First appearing after 1945 and rooted in the idea of mourning the fallen, the OdF monument developed into a much more specific political symbol that came to typify a condensed self-expression of GDR political identity. In essence, these monuments — studies in formal reduction — embody the origins of Soviet political legitimacy in East Germany and later that of the SED itself. The prototypical OdF monument reaches a height of only 1.5 to 2m, but its concentrated cubelike structure lends it a simple and reduced monumentality. Most of these monuments consist of a simple large slab of stone or a cube of concrete which acts a base for a shallow and wide fire-pan. Mounted on the base, or on an adjacent plaque, a dedication reads “Den Opfern des Faschismus,” sometimes accompanied by socialist symbols or further dedicatory texts. Almost every community in the early GDR erected one of these OdF monuments at the centre of its public space. If funding was very limited, at the very least a plaque with the dedication was mounted in a prominent public position.

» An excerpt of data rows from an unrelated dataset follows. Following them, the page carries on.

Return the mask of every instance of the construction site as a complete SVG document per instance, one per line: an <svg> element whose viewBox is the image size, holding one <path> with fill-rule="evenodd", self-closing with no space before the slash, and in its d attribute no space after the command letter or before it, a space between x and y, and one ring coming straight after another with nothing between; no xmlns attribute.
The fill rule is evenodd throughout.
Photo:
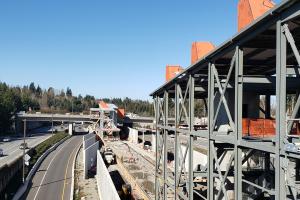
<svg viewBox="0 0 300 200"><path fill-rule="evenodd" d="M131 103L140 116L128 101L91 96L73 113L63 91L57 99L66 96L72 114L17 113L23 140L0 143L0 189L22 170L12 199L300 199L300 0L239 0L236 9L237 33L219 46L192 40L189 66L166 64L153 101Z"/></svg>
<svg viewBox="0 0 300 200"><path fill-rule="evenodd" d="M300 2L237 7L238 33L193 43L151 94L157 200L300 199Z"/></svg>

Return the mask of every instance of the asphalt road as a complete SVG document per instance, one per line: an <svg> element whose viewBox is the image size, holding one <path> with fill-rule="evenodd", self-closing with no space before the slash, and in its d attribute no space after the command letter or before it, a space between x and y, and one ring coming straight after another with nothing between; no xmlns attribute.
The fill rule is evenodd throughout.
<svg viewBox="0 0 300 200"><path fill-rule="evenodd" d="M72 167L82 136L72 136L50 153L35 174L28 200L69 200Z"/></svg>
<svg viewBox="0 0 300 200"><path fill-rule="evenodd" d="M26 143L29 148L35 147L41 142L51 137L51 134L36 134L26 138ZM20 149L20 144L23 143L23 138L11 138L10 142L0 142L0 148L3 149L4 156L0 157L0 168L5 164L10 164L23 155L23 150ZM27 149L26 151L28 151Z"/></svg>

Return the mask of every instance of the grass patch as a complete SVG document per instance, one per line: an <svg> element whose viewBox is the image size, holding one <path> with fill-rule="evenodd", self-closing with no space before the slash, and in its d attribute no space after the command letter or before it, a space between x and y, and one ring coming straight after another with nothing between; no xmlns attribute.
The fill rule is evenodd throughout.
<svg viewBox="0 0 300 200"><path fill-rule="evenodd" d="M37 145L35 148L30 149L30 151L27 153L31 156L29 167L25 167L25 177L27 177L29 171L33 167L33 165L36 163L39 157L43 153L45 153L46 150L48 150L50 147L55 145L57 142L61 141L62 139L69 137L67 133L59 132L55 135L51 136L41 144ZM0 176L2 176L2 173L4 175L7 175L11 173L12 168L18 169L14 173L14 175L10 178L10 181L6 185L5 189L1 191L0 193L0 199L4 200L10 200L13 198L14 194L17 192L19 187L22 185L22 164L23 164L23 157L18 159L15 163L12 164L11 167L5 166L0 171ZM9 178L9 177L8 177ZM7 178L7 179L8 179Z"/></svg>
<svg viewBox="0 0 300 200"><path fill-rule="evenodd" d="M32 151L30 152L30 166L33 166L36 161L45 153L46 150L51 148L53 145L55 145L57 142L61 141L62 139L68 137L69 135L67 133L59 132L53 135L52 137L48 138L41 144L37 145Z"/></svg>

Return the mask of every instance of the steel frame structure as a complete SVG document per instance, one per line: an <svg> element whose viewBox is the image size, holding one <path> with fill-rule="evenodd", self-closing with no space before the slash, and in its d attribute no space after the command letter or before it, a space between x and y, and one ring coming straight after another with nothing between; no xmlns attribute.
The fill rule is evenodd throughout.
<svg viewBox="0 0 300 200"><path fill-rule="evenodd" d="M299 16L299 1L282 2L151 94L156 120L157 200L300 198L300 154L288 149L299 142L299 137L291 134L300 117ZM243 101L248 91L266 95L267 118L271 117L270 96L275 96L274 137L265 140L243 135ZM298 95L289 119L287 94ZM196 99L207 101L206 129L195 128ZM175 123L170 122L171 101ZM228 119L226 132L217 129L221 114ZM175 133L174 169L167 161L170 132ZM181 135L188 140L185 152L180 148ZM207 142L207 165L202 171L193 169L198 138ZM257 155L264 159L262 171L245 171L245 163ZM184 169L187 160L189 167ZM196 177L206 180L200 184L204 190L197 187Z"/></svg>

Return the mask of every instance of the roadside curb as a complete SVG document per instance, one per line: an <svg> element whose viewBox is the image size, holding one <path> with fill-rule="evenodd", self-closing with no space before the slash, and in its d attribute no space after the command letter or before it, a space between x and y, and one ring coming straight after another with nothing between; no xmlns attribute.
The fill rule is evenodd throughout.
<svg viewBox="0 0 300 200"><path fill-rule="evenodd" d="M75 184L75 164L76 160L79 154L80 149L82 148L82 144L79 146L76 155L74 157L74 162L73 162L73 167L72 167L72 183L71 183L71 195L70 195L70 200L74 199L74 184Z"/></svg>
<svg viewBox="0 0 300 200"><path fill-rule="evenodd" d="M64 143L66 140L70 139L70 137L65 137L61 141L54 144L50 149L45 151L41 157L37 160L37 162L34 164L32 169L30 170L28 176L25 179L24 184L18 189L17 193L14 195L13 200L21 199L21 197L27 192L29 183L32 181L33 176L35 175L37 169L41 165L41 163L44 161L44 159L52 152L54 151L59 145Z"/></svg>

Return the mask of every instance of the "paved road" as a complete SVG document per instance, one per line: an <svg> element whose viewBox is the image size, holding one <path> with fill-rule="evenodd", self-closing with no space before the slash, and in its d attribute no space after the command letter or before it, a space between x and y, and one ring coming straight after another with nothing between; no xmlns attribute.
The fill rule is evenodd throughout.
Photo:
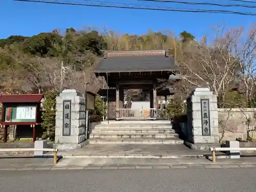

The OdF monument occupied a central position in the cultural politics of the GDR, and continues to be of significance in reunified Germany. While most of the spectacular monumental statues of Lenin, or indeed other large-scale political monuments from the time of the GDR, have been destroyed, de-activated or de-contextualized as exhibits of municipal museums, and while media coverage has suggested a thorough iconoclasm of socialist imagery after 1989, a vast number of the lesser known OdF monuments remain in situ today, as do the majority of other small-scale political monuments from the GDR.